Comparison of the results of the predicted impact of the missense SNPs obtained by structure-based methods with the results obtained by sequence-based methods reveals certain regularities in the estimates. Thus, results of the sequence-based methods for SNPs rs789641834 (L158M) and rs325294961 (R354G) indicate that there is a potential “effect” of these polymorphisms on TERT functions (Table 4). At the same time, these mutations predictably destabilize the structure of the TERT protein (Table 5). This allows us to make a general tentative conclusion about their significant conditionally deleterious effect on telomerase activity.
According to the results obtained using sequence-based methods, amino acid substitution R201P (rs706045634) refers to those that have a certain effect on the functional properties of telomerase. And according to structure-based methods, it is likely to contribute to increasing the stability of the enzyme. It can be assumed that this substitution affects the functional properties of the enzyme by increasing the stability of the tertiary structure of TERT.
Based on sequence-based methods, the substitutions R281W (rs330770291) and R606L (rs698738374) are estimated as neutral. This prediction is consistent with their assessment by structure-based methods, according to which they are likely stabilizing with respect to the tertiary structure of TERT. An increase in the stability of the TERT structure may contribute to a change in the activity of the enzyme.
Changes in telomerase activity associated with the influence of SNPs rs789641834, rs325294961, rs706045634 (based on both sequence and structure prediction) and rs705602819 (based on strong sequence prediction) can result in changes in certain processes at the cellular level and, ultimately, possibly affect physiological parameters associated with the manifestation of productive traits that depend on the health of animals, their resistance to stress factors and duration of economic use.
These SNPs should be tested in association studies to establish their actual effect on animal performance.
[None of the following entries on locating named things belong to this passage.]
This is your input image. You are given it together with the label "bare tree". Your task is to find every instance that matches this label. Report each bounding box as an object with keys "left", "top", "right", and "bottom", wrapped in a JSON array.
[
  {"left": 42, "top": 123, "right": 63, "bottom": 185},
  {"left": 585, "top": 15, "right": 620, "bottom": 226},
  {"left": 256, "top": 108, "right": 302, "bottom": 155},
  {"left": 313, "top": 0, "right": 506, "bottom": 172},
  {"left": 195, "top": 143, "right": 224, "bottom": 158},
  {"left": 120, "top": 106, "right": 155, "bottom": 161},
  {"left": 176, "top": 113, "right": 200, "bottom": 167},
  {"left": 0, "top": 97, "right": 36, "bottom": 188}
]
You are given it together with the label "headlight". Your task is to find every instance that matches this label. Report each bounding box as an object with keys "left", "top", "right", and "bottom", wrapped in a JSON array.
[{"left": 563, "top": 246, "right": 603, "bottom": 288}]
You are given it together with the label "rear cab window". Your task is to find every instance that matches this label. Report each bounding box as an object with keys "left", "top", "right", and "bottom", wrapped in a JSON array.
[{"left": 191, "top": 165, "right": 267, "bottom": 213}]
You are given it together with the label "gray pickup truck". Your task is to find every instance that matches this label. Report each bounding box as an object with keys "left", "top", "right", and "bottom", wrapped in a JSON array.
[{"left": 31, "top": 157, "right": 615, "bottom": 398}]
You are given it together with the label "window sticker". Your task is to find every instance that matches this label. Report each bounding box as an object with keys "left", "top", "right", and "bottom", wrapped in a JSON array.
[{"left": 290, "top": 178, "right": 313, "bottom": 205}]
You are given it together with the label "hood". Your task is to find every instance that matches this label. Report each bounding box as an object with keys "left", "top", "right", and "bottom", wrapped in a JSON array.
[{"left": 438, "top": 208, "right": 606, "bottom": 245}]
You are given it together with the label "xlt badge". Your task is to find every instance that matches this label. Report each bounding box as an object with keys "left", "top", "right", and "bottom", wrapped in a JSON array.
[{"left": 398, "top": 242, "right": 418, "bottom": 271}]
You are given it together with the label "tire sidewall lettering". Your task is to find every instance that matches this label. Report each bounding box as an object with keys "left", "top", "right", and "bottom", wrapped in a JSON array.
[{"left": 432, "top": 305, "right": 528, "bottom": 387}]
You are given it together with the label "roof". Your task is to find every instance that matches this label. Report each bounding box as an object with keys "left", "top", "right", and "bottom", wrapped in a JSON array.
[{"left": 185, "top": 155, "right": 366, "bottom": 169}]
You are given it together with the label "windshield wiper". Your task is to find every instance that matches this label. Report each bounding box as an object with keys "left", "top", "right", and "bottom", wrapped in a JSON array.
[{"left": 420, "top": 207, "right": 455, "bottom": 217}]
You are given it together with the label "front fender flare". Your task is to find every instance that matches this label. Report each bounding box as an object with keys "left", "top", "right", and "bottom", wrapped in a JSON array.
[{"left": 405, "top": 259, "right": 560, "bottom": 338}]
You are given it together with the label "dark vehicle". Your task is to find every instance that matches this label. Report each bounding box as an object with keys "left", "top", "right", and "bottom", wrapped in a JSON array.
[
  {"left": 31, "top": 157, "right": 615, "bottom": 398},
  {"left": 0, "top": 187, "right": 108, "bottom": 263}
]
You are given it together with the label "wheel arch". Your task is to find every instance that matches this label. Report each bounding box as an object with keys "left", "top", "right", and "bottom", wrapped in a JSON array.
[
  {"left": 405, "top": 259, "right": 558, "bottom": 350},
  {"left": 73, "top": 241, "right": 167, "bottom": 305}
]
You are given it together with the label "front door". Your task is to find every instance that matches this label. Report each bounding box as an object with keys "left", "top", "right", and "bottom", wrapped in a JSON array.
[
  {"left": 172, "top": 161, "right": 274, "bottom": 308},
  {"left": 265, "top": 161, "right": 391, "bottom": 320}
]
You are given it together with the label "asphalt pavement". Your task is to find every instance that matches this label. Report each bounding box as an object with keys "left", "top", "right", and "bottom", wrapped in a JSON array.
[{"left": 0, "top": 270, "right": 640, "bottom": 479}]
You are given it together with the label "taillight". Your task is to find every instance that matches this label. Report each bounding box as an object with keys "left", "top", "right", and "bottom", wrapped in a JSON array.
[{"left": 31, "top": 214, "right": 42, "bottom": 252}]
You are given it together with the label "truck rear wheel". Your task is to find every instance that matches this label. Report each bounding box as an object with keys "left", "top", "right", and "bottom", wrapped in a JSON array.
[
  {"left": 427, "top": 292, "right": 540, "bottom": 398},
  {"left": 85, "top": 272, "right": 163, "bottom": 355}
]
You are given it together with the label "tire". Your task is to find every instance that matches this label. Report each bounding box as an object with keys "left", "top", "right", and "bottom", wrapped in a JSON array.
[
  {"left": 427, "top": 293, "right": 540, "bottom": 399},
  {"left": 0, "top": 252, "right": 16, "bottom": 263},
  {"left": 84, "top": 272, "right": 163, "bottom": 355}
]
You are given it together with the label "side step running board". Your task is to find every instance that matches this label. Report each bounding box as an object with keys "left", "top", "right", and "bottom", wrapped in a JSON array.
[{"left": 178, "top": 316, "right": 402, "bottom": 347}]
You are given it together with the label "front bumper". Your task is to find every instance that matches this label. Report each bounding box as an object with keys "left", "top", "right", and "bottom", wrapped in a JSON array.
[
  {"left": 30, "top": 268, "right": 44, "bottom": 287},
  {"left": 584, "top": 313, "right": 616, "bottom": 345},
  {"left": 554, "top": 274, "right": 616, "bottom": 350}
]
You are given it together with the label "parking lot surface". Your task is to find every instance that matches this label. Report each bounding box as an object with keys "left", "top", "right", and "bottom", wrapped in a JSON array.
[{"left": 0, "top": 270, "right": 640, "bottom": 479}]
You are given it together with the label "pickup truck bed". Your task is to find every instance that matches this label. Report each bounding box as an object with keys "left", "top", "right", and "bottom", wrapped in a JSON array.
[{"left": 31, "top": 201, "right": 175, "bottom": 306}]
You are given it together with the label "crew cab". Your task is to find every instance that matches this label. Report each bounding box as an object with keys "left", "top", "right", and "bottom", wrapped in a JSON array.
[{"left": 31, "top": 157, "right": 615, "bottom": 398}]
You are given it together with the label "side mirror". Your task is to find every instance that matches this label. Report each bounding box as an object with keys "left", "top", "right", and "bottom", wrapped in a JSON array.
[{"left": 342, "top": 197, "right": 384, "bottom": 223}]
In the event that the results of such studies demonstrate their significant association with such traits, they can obviously be used in marker-associated breeding and should be considered direct genetic markers. At the same time, mutations corresponding to them can be classified as causative since they directly affect the functional and structural characteristics of TERT that, in turn, induce changes in productive qualities. Those SNPs for which the corresponding amino acid substitutions, according to the results of bioinformatic analysis, did not reveal an effect on the characteristics of TERT, but in the association analysis performed for them show an effect on productive traits, obviously, can be considered linkage disequilibrium genetic markers.